If no age allowance were to be applied to the standardised scores, then the equation for converting raw scores to standardised scores with a mean (average) score of 100 is
S = 15(b — a)/sd + 100
where S is the pupil’s standardised score, b is the pupil’s raw score, a is the average raw score of all the pupils, and sd is the standard deviation of the raw scores.
As an example, take a test of 80 questions. After the test has been administered and marked, the average (or ‘mean’) raw score, and standard deviation of these raw scores, are computed. The average score is 45 and the standard deviation is 12.5. For a pupil with a raw score of 55, the standardised score will be:
S = 15 x (55 — 45)/12.5 + 100 = 112
However, in order to allow for the differing ages of the pupils as accurately and as fairly as possible across the complete score range, the age-standardised scores are calculated in a much more statistically complex way, although the effect is similar to computing sets of scores using the above equation for pupils of the same age (to the nearest month).
Raw scores and standardised scores come from different scales, and are therefore not easily comparable with each other. An everyday example of this is the comparison of temperatures in degrees Fahrenheit and degrees Celsius. Fahrenheit temperatures above 32 degrees convert to positive numbers on the Celsius scale, whereas those below 32 degrees convert to negative numbers on the Celsius scale. The conversion of raw scores to age-standardised scores is much more statistically complex, though, than the conversion of Fahrenheit to Celsius. It actually depends on the level of difficulty of the test, the average score and the spread of scores in the test and on the relative levels of performance by pupils of differing ages.
It should be understood that scores expressed as percentages are never used. Unlike standardised scores, percentages cannot relate to the average performance of the pupils or to the extent of the variation in test score. Only by taking these into account can scores be places on a common scale.
What does a standardisation table look like?
An example of a table can be seen here. In order to be more easily readable, this example is based upon results from a test of only 40 questions to show how a standardisation table typically works.
Because standardised scores depend upon a pupil's raw score and age, a standardisation table is called a ‘two-way entry table’. In a column at the left-hand side of the table are the raw scores. Along the top of the table are the different ages - for example, 10:11 means 10 years and 11 months. As an illustration, a pupil aged 10:07 with a raw score of 12 will have a standardised score of 88 on this example test.
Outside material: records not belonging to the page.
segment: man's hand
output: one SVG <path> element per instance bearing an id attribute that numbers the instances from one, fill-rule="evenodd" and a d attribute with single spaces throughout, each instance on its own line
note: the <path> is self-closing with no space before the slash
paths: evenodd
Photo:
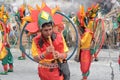
<path id="1" fill-rule="evenodd" d="M 54 47 L 53 46 L 49 46 L 46 48 L 46 54 L 50 54 L 50 53 L 53 53 L 54 52 Z"/>

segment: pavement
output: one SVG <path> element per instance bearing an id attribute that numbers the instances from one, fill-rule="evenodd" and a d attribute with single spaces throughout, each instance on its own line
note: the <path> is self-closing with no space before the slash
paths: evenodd
<path id="1" fill-rule="evenodd" d="M 21 52 L 19 49 L 11 49 L 14 56 L 14 72 L 8 75 L 0 75 L 0 80 L 40 80 L 37 75 L 37 63 L 26 60 L 17 60 Z M 102 49 L 98 55 L 99 61 L 93 61 L 90 68 L 88 80 L 120 80 L 118 65 L 119 50 Z M 70 80 L 81 80 L 82 74 L 80 64 L 73 60 L 68 61 L 71 78 Z M 0 72 L 3 71 L 0 64 Z"/>

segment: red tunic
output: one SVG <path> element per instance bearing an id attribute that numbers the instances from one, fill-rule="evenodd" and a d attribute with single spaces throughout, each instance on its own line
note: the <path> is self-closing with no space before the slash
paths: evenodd
<path id="1" fill-rule="evenodd" d="M 56 51 L 60 53 L 64 53 L 64 43 L 63 38 L 60 33 L 53 33 L 52 35 L 52 44 Z M 36 45 L 37 54 L 35 50 L 33 52 L 33 56 L 41 55 L 44 51 L 46 51 L 46 47 L 50 46 L 50 42 L 45 41 L 45 39 L 38 35 L 33 39 L 33 42 Z M 35 48 L 35 47 L 34 47 Z M 45 60 L 51 61 L 53 60 L 53 55 L 48 54 L 45 56 Z M 40 61 L 40 63 L 45 63 L 44 59 Z M 50 68 L 41 67 L 40 64 L 38 66 L 38 74 L 41 80 L 63 80 L 63 76 L 59 75 L 58 67 L 54 68 L 53 71 L 50 71 Z"/>

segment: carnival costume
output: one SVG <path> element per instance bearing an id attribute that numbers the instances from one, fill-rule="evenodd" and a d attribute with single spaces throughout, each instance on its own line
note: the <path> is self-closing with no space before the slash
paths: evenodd
<path id="1" fill-rule="evenodd" d="M 37 8 L 39 9 L 38 5 L 37 5 Z M 30 23 L 28 23 L 28 25 L 25 28 L 31 35 L 34 33 L 39 33 L 32 39 L 31 51 L 32 51 L 32 56 L 34 58 L 34 61 L 39 63 L 38 75 L 41 80 L 69 80 L 70 79 L 69 72 L 67 73 L 69 78 L 65 79 L 63 73 L 59 69 L 59 64 L 58 64 L 58 62 L 60 63 L 67 62 L 65 58 L 67 57 L 66 52 L 68 52 L 68 47 L 65 43 L 63 35 L 60 32 L 56 32 L 53 30 L 51 36 L 49 36 L 49 40 L 46 40 L 45 36 L 42 34 L 42 29 L 44 25 L 50 24 L 51 26 L 54 27 L 54 25 L 58 26 L 57 24 L 61 23 L 54 20 L 56 18 L 55 17 L 56 10 L 58 9 L 51 10 L 43 2 L 40 10 L 30 11 L 31 16 L 29 16 L 29 19 L 32 19 L 32 20 Z M 28 19 L 28 17 L 24 19 Z M 31 27 L 31 25 L 34 27 Z M 47 54 L 46 49 L 51 45 L 54 47 L 55 51 L 58 51 L 58 54 L 61 55 L 62 58 L 54 59 L 53 52 L 49 52 L 49 54 Z M 39 57 L 39 59 L 36 59 L 36 57 Z"/>
<path id="2" fill-rule="evenodd" d="M 7 25 L 7 20 L 8 20 L 9 17 L 8 17 L 7 12 L 4 11 L 4 5 L 1 6 L 1 12 L 0 13 L 2 13 L 2 15 L 1 15 L 2 18 L 0 17 L 0 19 L 5 24 L 5 26 L 1 25 L 1 27 L 5 27 L 6 34 L 7 34 L 6 36 L 8 36 L 8 34 L 10 32 L 10 28 L 6 27 L 6 25 Z M 5 35 L 5 31 L 4 30 L 3 30 L 3 34 L 2 35 Z M 1 75 L 6 75 L 8 72 L 13 72 L 13 56 L 12 56 L 11 51 L 10 51 L 10 45 L 9 45 L 9 43 L 7 41 L 7 37 L 5 37 L 3 39 L 3 42 L 4 42 L 4 47 L 5 47 L 6 51 L 7 51 L 7 55 L 1 60 L 4 72 L 1 72 L 0 74 Z M 4 53 L 4 54 L 6 54 L 6 53 Z M 9 69 L 8 69 L 8 65 L 9 65 Z"/>

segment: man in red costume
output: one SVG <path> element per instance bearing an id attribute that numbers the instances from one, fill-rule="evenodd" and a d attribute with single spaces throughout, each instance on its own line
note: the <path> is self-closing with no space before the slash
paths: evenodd
<path id="1" fill-rule="evenodd" d="M 79 29 L 80 29 L 80 52 L 79 52 L 79 61 L 80 61 L 80 69 L 82 71 L 82 80 L 87 80 L 89 76 L 89 69 L 91 65 L 92 54 L 90 51 L 93 32 L 88 25 L 85 24 L 85 12 L 84 7 L 80 7 L 80 12 L 78 13 L 78 21 L 79 21 Z"/>
<path id="2" fill-rule="evenodd" d="M 60 75 L 58 63 L 64 63 L 67 57 L 67 46 L 61 33 L 53 31 L 53 19 L 45 11 L 38 15 L 38 26 L 41 33 L 33 38 L 32 56 L 38 62 L 38 75 L 40 80 L 64 80 Z M 68 73 L 70 75 L 70 73 Z"/>

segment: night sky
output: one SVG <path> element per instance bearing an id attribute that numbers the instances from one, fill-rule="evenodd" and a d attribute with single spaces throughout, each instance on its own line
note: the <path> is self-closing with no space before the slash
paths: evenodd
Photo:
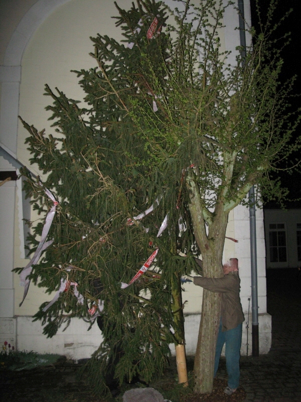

Two features of standardisation tables can be seen in this example:
1) As one moves along a row from left to right (i.e. as the age increases), the standardised scores decrease slightly. This is the age allowance at work, compensating for the fact mentioned earlier that, almost invariably, younger pupils score slightly lower on average. The rate at which standardised scores decrease with increasing age will vary from one test to another, and therefore the pattern observed in this table may well be different to that applicable to other tables.
2) The inclusion of this age allowance means that a younger pupil can achieve the same standardised score as an older pupil whilst having a slightly lower raw score. As stated before, this is in order not to disadvantage summer-born children in comparison to pupils who happen to have been born, say, in the previous autumn. An important consequence of this is that, in whatever month pupils were born, roughly the same proportion will achieve the specified pass mark. This is because pupils are, in effect, only being compared with other pupils of the same age as themselves.
As one moves down any particular column, the standardised scores increase. This means quite simply that higher raw scores will result in higher standardised scores.